The concerns for homelessness in Bangor and in many other parts of Wales was debated in the Senedd recently. Plaid Cymru led a National Assembly debate into the growing crisis of homelessness and rough sleeping in Wales, calling on the Welsh Government for a “root and branch” change of policy and a change of philosophy towards homelessness and rough sleeping.
In recent years, homelessness and rough sleeping has grown drastically due to UK Government welfare changes and a lack of affordable and suitable accommodation. Plaid Cymru has argued for a move towards a housing first policy, which would offer a guarantee of housing to those that need it and ending the system of priority need, which penalises those judged not a priority, particularly young men, and which deters vulnerable people from seeking housing help and support.
Plaid Cymru has also criticised the Welsh Labour Government for its slow movement in dealing with homelessness and the haphazard way in which it has chosen to deal with the problem, rather than a concerted policy agenda.

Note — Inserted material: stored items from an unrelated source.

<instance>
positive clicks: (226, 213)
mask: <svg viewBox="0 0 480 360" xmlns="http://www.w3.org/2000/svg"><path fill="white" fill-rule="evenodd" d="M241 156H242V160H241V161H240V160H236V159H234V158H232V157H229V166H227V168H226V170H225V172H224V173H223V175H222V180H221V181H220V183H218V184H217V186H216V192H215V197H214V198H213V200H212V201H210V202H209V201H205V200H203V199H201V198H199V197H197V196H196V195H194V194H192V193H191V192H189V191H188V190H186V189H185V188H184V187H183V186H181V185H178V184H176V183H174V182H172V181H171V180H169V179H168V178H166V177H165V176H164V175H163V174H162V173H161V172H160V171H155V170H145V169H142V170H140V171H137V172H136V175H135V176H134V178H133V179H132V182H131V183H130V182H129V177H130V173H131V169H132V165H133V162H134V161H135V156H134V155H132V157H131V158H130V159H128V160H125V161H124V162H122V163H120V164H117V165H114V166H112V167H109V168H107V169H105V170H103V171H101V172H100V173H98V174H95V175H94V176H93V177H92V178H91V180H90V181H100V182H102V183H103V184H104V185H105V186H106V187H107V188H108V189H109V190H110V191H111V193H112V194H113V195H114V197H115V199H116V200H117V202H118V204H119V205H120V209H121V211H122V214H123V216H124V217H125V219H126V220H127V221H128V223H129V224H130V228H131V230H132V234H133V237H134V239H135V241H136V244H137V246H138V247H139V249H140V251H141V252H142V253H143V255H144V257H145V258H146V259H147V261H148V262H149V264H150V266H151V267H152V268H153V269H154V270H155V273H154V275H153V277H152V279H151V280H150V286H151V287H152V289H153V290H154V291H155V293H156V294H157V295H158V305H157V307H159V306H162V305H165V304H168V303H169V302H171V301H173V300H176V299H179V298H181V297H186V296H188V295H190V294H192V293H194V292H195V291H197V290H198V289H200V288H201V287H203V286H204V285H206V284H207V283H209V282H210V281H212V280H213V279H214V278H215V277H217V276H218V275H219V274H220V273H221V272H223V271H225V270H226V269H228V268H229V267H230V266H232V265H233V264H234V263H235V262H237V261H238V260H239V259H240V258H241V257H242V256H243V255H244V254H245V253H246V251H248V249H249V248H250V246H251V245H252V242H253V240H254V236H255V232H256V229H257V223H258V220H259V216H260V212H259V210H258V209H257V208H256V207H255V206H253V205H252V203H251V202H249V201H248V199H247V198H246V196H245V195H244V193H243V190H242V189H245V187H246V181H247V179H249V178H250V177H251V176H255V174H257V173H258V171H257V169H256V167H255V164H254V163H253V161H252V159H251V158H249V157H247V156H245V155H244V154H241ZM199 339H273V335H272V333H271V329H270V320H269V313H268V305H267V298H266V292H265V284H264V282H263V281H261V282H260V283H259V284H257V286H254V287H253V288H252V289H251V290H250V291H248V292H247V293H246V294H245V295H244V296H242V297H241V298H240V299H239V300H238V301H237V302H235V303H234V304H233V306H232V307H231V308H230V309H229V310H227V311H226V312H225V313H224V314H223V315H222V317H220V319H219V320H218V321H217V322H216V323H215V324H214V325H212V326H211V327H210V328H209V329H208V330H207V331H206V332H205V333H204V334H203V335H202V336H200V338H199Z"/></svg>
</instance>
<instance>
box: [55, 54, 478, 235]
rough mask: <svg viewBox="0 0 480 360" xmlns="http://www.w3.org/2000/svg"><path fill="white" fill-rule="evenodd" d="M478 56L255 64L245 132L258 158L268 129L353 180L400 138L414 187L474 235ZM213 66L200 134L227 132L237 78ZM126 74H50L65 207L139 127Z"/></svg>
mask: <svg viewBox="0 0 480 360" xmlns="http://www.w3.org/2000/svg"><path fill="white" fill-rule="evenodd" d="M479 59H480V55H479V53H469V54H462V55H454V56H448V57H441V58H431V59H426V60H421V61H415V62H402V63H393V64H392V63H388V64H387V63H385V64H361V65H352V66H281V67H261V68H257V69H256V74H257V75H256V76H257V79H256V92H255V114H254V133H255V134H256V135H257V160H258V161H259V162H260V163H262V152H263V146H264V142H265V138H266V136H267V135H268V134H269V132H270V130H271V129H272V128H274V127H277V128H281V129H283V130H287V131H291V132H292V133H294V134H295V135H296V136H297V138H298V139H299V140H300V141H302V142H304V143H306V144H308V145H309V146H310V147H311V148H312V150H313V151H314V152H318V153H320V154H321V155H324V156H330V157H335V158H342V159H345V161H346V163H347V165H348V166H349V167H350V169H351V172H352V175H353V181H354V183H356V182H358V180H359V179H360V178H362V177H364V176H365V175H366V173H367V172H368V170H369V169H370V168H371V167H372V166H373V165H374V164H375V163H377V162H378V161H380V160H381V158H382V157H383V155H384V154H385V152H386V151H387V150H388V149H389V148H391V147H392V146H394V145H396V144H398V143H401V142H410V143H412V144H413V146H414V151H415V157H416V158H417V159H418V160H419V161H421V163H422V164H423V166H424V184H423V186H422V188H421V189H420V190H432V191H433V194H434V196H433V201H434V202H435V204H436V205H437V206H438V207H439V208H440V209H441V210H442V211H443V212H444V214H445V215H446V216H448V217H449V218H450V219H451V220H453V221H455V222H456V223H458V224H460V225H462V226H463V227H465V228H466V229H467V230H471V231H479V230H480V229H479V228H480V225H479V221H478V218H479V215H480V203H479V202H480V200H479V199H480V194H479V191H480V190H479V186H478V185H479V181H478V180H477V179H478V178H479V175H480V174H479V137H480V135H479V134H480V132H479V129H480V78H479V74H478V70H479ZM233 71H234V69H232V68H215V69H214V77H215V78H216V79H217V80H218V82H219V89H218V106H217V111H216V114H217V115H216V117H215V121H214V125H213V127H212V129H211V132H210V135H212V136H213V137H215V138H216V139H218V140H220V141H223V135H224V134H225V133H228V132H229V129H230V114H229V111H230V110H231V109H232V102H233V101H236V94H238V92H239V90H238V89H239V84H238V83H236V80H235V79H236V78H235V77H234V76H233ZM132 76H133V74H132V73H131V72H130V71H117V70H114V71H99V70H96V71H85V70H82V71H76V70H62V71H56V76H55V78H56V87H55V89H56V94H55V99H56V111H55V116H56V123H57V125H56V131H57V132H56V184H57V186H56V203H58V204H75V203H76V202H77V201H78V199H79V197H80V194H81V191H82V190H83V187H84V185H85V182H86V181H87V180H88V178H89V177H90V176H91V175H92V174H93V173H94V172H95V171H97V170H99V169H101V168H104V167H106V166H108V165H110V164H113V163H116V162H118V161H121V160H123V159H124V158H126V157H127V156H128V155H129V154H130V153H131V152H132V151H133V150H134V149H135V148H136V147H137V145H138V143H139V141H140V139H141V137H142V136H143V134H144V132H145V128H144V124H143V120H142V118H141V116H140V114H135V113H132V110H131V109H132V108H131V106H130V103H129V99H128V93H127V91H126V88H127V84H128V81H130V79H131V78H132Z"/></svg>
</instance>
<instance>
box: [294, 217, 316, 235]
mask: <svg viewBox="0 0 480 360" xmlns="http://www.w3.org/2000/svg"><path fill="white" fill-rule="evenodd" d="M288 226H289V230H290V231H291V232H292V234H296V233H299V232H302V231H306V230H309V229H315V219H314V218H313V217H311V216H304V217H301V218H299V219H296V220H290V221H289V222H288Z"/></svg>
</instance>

Siân Gwenllian added: “I was recently saddened to hear reports of plans by Windsor council to clear the streets of homeless people before the royal wedding. Rough sleepers are people too and we should stop treating them as being somehow ‘other’ and as being deserving of their circumstances. Homelessness can happen more easily than one would imagine and we should be empathic towards people in this situation. We should also make it an underlying principle that nobody should be without a roof over the heads.”